Anger as Coveney rules out new environmental package
Published 25/09/2013 | 05:00
There will be no new AEOS programme in 2014 despite up to 13,000 farmers coming out of REPS 4 this year.
Early discussions on the Budget proposals suggest that the Minister for Agriculture, Simon Coveney, will not bring in a new environmental package next year, but will wait until the new CAP package comes into effect from January 2015.
The move will anger the farm organisations who have lobbied strongly for a more meaningful environmental scheme to replace REPS.
Minister Coveney and his colleagues, Minister for Finance Michael Noonan and Minister for Public Expenditure Brendan Howlin, met a number of farmer delegations last week as pre-Budget talks stepped up a gear.
However, Minister Coveney is believed to have told party colleagues that a new environmental package was not in his plans for next year.
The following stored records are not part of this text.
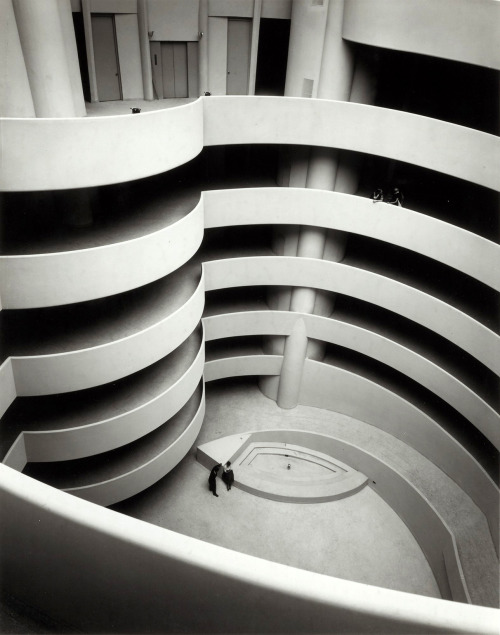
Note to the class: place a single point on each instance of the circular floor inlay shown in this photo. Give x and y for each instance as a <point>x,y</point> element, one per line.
<point>266,466</point>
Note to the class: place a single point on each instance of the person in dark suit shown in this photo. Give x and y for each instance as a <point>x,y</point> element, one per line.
<point>212,483</point>
<point>228,475</point>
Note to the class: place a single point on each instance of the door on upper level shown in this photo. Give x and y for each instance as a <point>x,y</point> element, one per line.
<point>239,38</point>
<point>107,68</point>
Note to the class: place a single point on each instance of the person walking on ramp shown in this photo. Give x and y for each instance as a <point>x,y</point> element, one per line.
<point>212,483</point>
<point>228,475</point>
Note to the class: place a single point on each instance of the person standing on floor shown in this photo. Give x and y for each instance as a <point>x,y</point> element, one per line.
<point>378,196</point>
<point>228,475</point>
<point>212,483</point>
<point>396,197</point>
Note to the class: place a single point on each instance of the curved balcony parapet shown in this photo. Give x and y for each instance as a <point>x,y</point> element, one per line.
<point>434,536</point>
<point>7,386</point>
<point>114,490</point>
<point>383,349</point>
<point>44,280</point>
<point>80,369</point>
<point>426,310</point>
<point>113,432</point>
<point>92,151</point>
<point>429,143</point>
<point>463,250</point>
<point>332,388</point>
<point>88,152</point>
<point>242,366</point>
<point>461,30</point>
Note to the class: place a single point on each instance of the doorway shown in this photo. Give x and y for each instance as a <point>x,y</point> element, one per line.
<point>106,58</point>
<point>239,38</point>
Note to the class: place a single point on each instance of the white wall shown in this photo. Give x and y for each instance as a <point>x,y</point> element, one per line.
<point>460,30</point>
<point>385,350</point>
<point>108,434</point>
<point>49,279</point>
<point>167,582</point>
<point>140,478</point>
<point>453,246</point>
<point>430,143</point>
<point>332,388</point>
<point>54,154</point>
<point>217,55</point>
<point>442,318</point>
<point>129,55</point>
<point>7,386</point>
<point>429,529</point>
<point>38,156</point>
<point>77,370</point>
<point>173,20</point>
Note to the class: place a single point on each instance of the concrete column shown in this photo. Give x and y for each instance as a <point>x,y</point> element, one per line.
<point>257,10</point>
<point>318,54</point>
<point>89,48</point>
<point>147,73</point>
<point>75,78</point>
<point>293,366</point>
<point>15,92</point>
<point>44,50</point>
<point>203,47</point>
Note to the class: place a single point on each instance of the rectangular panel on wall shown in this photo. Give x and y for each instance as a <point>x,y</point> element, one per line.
<point>217,55</point>
<point>155,50</point>
<point>106,58</point>
<point>180,69</point>
<point>174,20</point>
<point>238,9</point>
<point>129,54</point>
<point>239,38</point>
<point>167,67</point>
<point>192,49</point>
<point>174,69</point>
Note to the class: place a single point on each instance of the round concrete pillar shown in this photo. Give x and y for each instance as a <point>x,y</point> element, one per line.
<point>147,73</point>
<point>203,47</point>
<point>15,92</point>
<point>44,51</point>
<point>75,78</point>
<point>292,367</point>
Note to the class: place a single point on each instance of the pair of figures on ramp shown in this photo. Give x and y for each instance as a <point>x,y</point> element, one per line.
<point>227,477</point>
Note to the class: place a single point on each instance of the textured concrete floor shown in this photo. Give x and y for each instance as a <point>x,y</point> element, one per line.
<point>358,538</point>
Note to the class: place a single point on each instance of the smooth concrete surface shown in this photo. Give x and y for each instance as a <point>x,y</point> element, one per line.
<point>109,146</point>
<point>166,582</point>
<point>111,477</point>
<point>427,310</point>
<point>428,528</point>
<point>472,30</point>
<point>332,388</point>
<point>48,280</point>
<point>422,141</point>
<point>238,406</point>
<point>15,91</point>
<point>65,427</point>
<point>444,242</point>
<point>282,471</point>
<point>112,359</point>
<point>384,349</point>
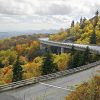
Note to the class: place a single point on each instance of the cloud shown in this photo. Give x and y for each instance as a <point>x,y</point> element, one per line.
<point>55,9</point>
<point>53,12</point>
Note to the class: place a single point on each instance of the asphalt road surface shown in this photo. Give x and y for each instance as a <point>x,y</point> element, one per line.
<point>44,92</point>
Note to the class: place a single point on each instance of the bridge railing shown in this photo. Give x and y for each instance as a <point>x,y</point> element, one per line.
<point>70,46</point>
<point>34,80</point>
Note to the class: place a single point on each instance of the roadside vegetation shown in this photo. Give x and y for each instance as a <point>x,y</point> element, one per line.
<point>87,91</point>
<point>21,57</point>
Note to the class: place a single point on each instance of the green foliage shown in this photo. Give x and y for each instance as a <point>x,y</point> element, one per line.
<point>87,91</point>
<point>17,71</point>
<point>93,38</point>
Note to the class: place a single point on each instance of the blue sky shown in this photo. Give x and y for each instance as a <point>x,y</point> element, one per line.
<point>18,15</point>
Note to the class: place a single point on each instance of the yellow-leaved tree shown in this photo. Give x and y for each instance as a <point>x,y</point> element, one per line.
<point>62,61</point>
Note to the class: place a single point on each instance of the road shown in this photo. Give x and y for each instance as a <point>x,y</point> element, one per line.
<point>41,92</point>
<point>46,41</point>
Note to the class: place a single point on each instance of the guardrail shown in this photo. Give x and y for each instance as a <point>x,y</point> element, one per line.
<point>46,77</point>
<point>68,45</point>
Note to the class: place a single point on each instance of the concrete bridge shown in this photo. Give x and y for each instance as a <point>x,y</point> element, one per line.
<point>46,42</point>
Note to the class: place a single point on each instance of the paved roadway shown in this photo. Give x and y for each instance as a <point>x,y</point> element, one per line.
<point>41,92</point>
<point>46,40</point>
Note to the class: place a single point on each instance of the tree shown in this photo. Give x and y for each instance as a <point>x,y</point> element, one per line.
<point>86,56</point>
<point>72,24</point>
<point>97,13</point>
<point>75,60</point>
<point>93,38</point>
<point>17,71</point>
<point>72,50</point>
<point>48,65</point>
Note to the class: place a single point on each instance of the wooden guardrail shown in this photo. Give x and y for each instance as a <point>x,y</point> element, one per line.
<point>34,80</point>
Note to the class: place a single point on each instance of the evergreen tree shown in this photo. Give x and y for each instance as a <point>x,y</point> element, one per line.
<point>48,66</point>
<point>93,38</point>
<point>72,50</point>
<point>86,56</point>
<point>97,13</point>
<point>17,71</point>
<point>75,60</point>
<point>96,19</point>
<point>72,24</point>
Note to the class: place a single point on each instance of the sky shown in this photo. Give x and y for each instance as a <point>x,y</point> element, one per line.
<point>19,15</point>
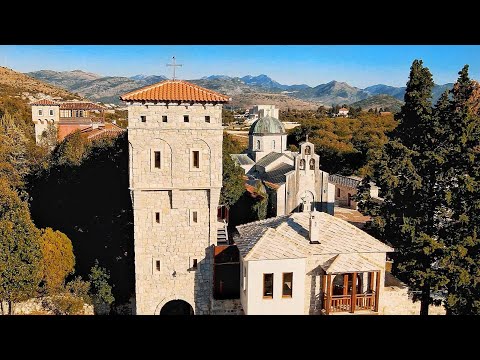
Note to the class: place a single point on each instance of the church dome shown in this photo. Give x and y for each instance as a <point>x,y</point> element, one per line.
<point>267,125</point>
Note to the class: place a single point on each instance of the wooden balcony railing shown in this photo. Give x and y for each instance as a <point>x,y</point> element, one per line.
<point>343,303</point>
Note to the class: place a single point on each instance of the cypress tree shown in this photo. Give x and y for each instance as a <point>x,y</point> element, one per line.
<point>408,173</point>
<point>462,196</point>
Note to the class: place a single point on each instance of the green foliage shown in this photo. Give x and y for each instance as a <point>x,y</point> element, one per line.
<point>100,288</point>
<point>72,150</point>
<point>260,207</point>
<point>227,117</point>
<point>460,118</point>
<point>13,148</point>
<point>345,145</point>
<point>233,184</point>
<point>87,198</point>
<point>20,254</point>
<point>57,259</point>
<point>408,173</point>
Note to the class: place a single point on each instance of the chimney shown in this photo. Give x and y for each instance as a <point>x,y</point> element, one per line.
<point>314,227</point>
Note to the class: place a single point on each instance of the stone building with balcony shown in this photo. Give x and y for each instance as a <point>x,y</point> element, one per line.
<point>66,116</point>
<point>310,263</point>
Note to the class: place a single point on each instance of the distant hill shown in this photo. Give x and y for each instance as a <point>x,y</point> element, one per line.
<point>333,92</point>
<point>379,101</point>
<point>19,85</point>
<point>396,92</point>
<point>282,101</point>
<point>108,89</point>
<point>399,92</point>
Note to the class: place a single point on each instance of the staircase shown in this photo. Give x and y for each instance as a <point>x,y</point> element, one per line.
<point>222,234</point>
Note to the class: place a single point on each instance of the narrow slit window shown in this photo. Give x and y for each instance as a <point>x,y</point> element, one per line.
<point>196,159</point>
<point>302,164</point>
<point>158,161</point>
<point>268,286</point>
<point>287,286</point>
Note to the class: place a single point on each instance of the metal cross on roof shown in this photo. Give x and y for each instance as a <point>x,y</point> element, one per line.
<point>174,65</point>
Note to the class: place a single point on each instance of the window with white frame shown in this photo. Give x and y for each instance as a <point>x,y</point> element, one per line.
<point>193,263</point>
<point>156,159</point>
<point>194,217</point>
<point>195,160</point>
<point>156,266</point>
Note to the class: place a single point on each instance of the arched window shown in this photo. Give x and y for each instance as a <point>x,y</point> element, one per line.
<point>302,164</point>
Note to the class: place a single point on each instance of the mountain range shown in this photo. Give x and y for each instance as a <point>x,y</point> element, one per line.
<point>247,89</point>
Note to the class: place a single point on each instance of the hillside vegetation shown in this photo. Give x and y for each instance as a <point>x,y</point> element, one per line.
<point>345,145</point>
<point>386,102</point>
<point>13,83</point>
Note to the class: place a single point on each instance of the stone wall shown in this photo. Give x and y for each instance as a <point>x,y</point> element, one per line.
<point>227,307</point>
<point>342,198</point>
<point>168,245</point>
<point>41,121</point>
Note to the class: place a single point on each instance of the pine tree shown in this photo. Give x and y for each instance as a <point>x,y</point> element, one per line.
<point>20,254</point>
<point>462,197</point>
<point>408,173</point>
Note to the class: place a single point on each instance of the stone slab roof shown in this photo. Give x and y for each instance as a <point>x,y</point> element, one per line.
<point>343,263</point>
<point>277,174</point>
<point>174,90</point>
<point>268,159</point>
<point>242,159</point>
<point>348,181</point>
<point>287,237</point>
He also ruled out suggestions that the current REPS 4 scheme would be rolled over for a further year.
Minister Coveney has to find €53m in savings for the Budget this year, with €28m to be cut from the Department of Agriculture's current spend and €25m from the capital allocation.
The 13,000 leaving REPS 4 should deliver savings of more than €35m in the Department's overall spend, but it has been suggested that some or all of this total could be carried into next year by delaying REPS payments to farmers.
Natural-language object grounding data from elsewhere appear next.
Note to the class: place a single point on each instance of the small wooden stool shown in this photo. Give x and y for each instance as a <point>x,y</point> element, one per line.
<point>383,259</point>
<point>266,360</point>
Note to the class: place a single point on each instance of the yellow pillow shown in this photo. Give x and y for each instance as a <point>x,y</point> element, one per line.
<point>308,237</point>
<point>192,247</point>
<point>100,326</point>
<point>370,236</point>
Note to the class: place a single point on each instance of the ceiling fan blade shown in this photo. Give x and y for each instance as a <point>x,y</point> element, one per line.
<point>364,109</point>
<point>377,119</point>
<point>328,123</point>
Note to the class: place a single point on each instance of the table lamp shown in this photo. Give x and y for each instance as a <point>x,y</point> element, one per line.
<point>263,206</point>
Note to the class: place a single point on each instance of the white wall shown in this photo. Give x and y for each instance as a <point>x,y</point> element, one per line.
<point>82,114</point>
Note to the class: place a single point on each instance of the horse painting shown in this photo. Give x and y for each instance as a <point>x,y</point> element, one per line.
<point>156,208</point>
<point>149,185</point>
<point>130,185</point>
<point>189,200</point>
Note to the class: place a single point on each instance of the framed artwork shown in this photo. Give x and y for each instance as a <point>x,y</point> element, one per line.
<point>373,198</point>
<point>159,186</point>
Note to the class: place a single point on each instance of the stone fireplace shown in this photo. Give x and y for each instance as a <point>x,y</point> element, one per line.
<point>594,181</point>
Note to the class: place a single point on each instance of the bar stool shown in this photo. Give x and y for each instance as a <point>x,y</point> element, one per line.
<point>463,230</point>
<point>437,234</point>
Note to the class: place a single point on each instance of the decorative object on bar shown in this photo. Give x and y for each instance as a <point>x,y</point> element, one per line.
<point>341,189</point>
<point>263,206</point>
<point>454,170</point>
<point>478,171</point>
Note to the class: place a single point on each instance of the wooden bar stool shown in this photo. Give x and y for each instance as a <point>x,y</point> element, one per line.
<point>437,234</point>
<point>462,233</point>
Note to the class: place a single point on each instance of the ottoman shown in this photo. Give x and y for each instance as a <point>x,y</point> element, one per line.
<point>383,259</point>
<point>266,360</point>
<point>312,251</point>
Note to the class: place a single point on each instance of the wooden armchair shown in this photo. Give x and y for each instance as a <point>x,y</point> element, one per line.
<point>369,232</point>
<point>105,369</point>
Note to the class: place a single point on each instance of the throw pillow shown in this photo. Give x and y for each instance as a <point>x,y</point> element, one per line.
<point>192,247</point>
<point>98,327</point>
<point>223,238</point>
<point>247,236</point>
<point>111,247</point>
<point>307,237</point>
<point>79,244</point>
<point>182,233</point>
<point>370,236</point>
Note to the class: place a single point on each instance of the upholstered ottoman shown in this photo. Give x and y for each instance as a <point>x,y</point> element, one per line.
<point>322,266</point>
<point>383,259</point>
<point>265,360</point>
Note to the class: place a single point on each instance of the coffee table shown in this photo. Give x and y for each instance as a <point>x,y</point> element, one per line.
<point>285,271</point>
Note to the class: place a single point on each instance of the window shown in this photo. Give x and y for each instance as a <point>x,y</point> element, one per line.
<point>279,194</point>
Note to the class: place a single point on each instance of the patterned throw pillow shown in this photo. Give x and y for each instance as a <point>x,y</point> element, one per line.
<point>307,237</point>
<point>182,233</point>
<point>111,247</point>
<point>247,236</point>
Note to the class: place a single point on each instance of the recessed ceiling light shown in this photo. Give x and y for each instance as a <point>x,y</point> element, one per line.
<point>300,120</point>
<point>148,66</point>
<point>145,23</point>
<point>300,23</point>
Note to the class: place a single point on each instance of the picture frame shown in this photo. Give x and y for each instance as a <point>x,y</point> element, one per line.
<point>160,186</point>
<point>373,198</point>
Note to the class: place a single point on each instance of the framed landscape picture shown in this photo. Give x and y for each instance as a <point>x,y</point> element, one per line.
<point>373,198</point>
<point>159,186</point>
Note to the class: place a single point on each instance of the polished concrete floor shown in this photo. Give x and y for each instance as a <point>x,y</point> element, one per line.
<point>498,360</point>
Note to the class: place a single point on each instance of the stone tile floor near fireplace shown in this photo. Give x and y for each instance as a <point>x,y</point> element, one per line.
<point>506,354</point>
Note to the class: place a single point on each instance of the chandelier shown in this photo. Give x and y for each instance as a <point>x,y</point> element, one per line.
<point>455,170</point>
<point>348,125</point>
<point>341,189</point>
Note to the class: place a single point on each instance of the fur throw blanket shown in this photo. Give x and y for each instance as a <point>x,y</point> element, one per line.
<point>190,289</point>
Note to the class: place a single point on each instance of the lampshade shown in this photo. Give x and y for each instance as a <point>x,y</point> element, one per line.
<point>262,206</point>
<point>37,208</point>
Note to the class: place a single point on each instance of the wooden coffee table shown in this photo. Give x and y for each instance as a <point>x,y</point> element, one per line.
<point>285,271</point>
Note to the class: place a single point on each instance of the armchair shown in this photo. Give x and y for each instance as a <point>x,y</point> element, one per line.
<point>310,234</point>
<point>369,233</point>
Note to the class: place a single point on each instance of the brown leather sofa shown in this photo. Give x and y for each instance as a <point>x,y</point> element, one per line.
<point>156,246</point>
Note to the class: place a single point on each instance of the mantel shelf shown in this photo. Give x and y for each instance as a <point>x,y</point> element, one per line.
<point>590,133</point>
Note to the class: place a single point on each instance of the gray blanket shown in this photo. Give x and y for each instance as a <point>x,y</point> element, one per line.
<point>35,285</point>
Talking to the Farming Independent this week, Minister Coveney also raised the possibility of bringing forestry funding back under Pillar II.
Given that the €80m forestry programme is funded exclusively at national level, moving forestry into Pillar II would mean that it could be co-funded on a 50:50 basis by Brussels, and deliver savings of €40m. However, the Government also has the option of lowering their co-funding commitment in Pillar II to as low as 15pc.
Minister Coveney has committed to introducing tax changes to encourage land mobility in the Budget. He reiterated this last week at various meetings with TDs and farm organisations.
Meanwhile, the ICMSA has warned that any move to bring forward the pay-and-file deadline for the self-employed to September 1 would play havoc with cash-flow on farms.
It is understood that an earlier pay-and-file date has been mooted because of the Budget date being moved forward to mid-October.
However, at a meeting with ministers Noonan and Howlin last week, the ICMSA voiced their total opposition to such a move.
ICMSA president John Comer said bringing forward the pay-and-file date would "negatively impact" on farm families, as many depend on their Single Farm Payment (SFP) to pay their tax liabilities.
As the first 50pc of farmers' SFP is not paid until mid-October, bringing forward the tax payment date to September for self-employed people would hit cash-flow on farms.
On the question of land mobility, the ICMSA president called for the 1pc stamp duty rate for transfers to close relatives to be extended. The measure is due to expire at the end of 2014.
Mr Comer also claimed that reductions in the Capital Acquisitions Tax (CAT) thresholds in successive Budgets had been excessive and had worked as a disincentive on land transfers.
"We believe that the retention of 90pc agricultural relief for CAT is absolutely essential to ensure transfer from one generation to the next in a tax efficient manner," Mr Comer said.
"We also firmly hold that farm families should be able to avail of the same tax relief for farm leases as non-related farm persons," he added.